- Born: June 11, 1923 Passaic, New Jersey
- Died: September 14, 2008 (aged 85) Great Neck, New York
- Known for: co-founder of Snapple
- Spouse: Mitzi Marsh
- Family: Leonard Marsh (brother-in-law)

= Hyman Golden =

American businessman (1923–2008)

Hyman Golden (June 11, 1923 – September 14, 2008) was one of the co-founders of the Snapple Beverage Corporation (now part of the Dr Pepper Snapple Group) and was the company's chairman when the firm's juice drinks and teas attained national attention in the late 1980s.

==Biography==
Golden was born to a Jewish family in Passaic, New Jersey, to an immigrant father from Romania, and grew up in Middle Village, Queens.
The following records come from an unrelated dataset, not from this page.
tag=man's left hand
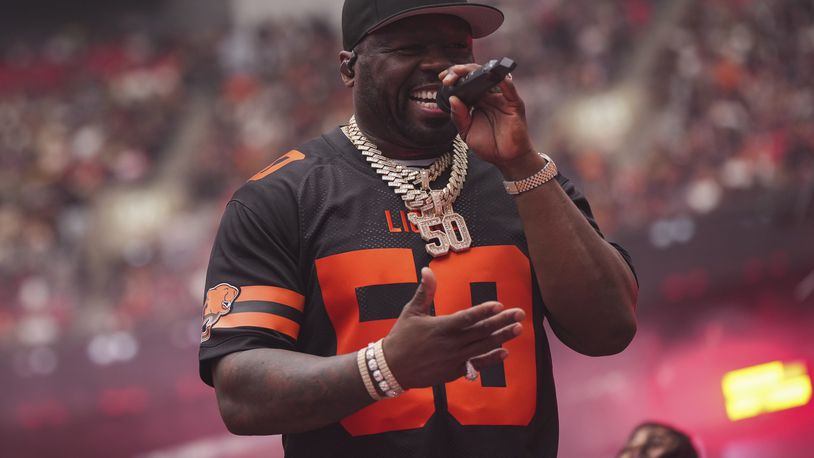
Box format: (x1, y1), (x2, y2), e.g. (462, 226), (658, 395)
(439, 64), (536, 167)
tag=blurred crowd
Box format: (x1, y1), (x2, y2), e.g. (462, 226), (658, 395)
(0, 0), (814, 360)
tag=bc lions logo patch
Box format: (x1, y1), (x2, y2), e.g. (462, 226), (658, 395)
(201, 283), (240, 342)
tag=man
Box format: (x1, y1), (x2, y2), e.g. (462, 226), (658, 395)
(200, 0), (637, 457)
(617, 422), (698, 458)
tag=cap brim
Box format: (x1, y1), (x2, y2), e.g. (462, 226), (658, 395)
(367, 3), (503, 38)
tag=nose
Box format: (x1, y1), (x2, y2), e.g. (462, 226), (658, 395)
(421, 46), (454, 75)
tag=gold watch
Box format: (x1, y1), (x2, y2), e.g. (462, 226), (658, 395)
(503, 153), (557, 195)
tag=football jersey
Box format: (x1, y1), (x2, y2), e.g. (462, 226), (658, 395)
(200, 128), (629, 458)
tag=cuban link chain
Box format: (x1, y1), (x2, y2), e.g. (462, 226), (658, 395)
(342, 116), (472, 257)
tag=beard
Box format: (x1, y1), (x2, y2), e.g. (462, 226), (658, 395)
(354, 68), (458, 152)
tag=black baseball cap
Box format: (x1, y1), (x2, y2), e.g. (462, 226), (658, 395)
(342, 0), (503, 51)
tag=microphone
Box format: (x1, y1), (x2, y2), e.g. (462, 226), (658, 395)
(436, 57), (517, 113)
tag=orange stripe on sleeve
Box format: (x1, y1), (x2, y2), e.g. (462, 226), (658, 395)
(212, 312), (300, 340)
(242, 286), (305, 312)
(249, 149), (305, 181)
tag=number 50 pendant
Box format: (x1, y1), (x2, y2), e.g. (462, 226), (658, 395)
(409, 212), (472, 258)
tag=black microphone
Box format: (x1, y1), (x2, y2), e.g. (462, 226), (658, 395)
(436, 57), (517, 113)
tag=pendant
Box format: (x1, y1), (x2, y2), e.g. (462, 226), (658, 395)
(407, 191), (472, 258)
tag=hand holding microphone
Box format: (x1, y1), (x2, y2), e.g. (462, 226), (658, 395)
(437, 57), (517, 113)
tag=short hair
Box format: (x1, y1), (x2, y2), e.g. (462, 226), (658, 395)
(628, 421), (698, 458)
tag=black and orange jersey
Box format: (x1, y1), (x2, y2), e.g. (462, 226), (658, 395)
(200, 129), (629, 458)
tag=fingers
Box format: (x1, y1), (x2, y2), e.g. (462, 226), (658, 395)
(439, 301), (504, 333)
(465, 308), (526, 341)
(449, 95), (472, 135)
(497, 74), (521, 103)
(401, 267), (436, 316)
(465, 323), (523, 355)
(469, 348), (509, 372)
(438, 64), (480, 86)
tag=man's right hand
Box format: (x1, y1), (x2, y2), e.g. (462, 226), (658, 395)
(382, 267), (525, 389)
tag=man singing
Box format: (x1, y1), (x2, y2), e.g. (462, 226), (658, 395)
(200, 0), (638, 458)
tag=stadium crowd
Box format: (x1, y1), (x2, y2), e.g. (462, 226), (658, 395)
(0, 0), (814, 362)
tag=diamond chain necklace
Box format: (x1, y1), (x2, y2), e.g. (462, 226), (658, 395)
(342, 116), (472, 257)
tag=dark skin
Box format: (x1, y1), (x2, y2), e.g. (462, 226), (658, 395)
(213, 15), (637, 434)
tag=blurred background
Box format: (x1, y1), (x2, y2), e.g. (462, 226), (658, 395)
(0, 0), (814, 458)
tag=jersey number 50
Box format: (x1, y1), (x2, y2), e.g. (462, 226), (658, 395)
(316, 245), (537, 436)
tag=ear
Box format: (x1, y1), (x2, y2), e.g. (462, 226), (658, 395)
(339, 51), (356, 87)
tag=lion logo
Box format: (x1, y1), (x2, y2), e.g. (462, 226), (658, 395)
(201, 283), (240, 342)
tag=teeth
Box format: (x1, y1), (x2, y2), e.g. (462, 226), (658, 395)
(412, 91), (438, 100)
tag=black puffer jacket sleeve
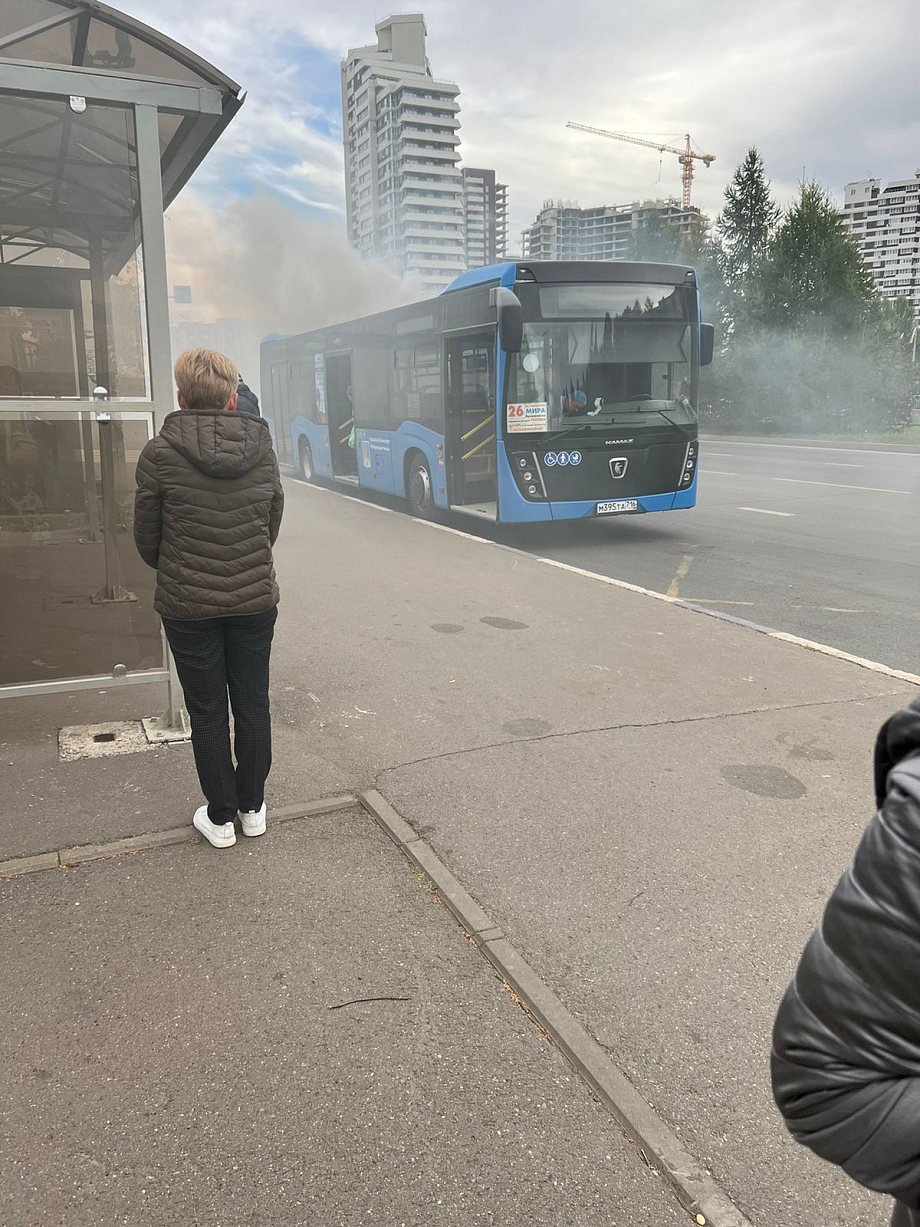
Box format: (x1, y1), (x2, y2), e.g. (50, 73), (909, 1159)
(134, 438), (163, 567)
(772, 701), (920, 1207)
(269, 453), (285, 545)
He served in the United States Air Force. Golden had little formal education and one of his early jobs was as a window washer for his father. He worked as a business broker and later founded a maintenance company together with Leonard Marsh, his wife Mitzi's brother.

Golden co-founded Unadulterated Food Products in 1972 to sell fruit juices to health food stores, together with Marsh and Arnold Greenberg, who himself operated a health food store in Manhattan's East Village. Golden's partners, Marsh and Goldberg, had been childhood friends since the early 1930s, who had both attended PS 165 and Samuel J. Tilden High School in Brooklyn. The word "Snapple" was introduced for a lines of drinks introduced in the early 1980s and is derived from a carbonated apple juice. The firm's iced tea line, introduced in 1987, led to increased sales.

The company, originally headquartered in Brooklyn, relocated to Valley Stream, New York, where the partners lived. As the company grew exponentially the firm was bought out by Thomas H. Lee Company in April 1992 for $140 million, with the three original partners retaining a one-third share of the company which had annual sales of $100 million the previous year. The company went public in December 1992 for $10 per share, split two-for-one in 1993, and was bought out by the Quaker Oats Company in November 1994 for $1.7 billion, with $1.1 paying for the 68% share in the firm held by Thomas H. Lee Company, along with Hyman and his original two partners. The company changed hands several times over the years and is now a part of the Dr Pepper Snapple Group. Golden retired as Snapple's chairman in 1995.

He died on September 14, 2008, in Great Neck, New York of complications from a stroke.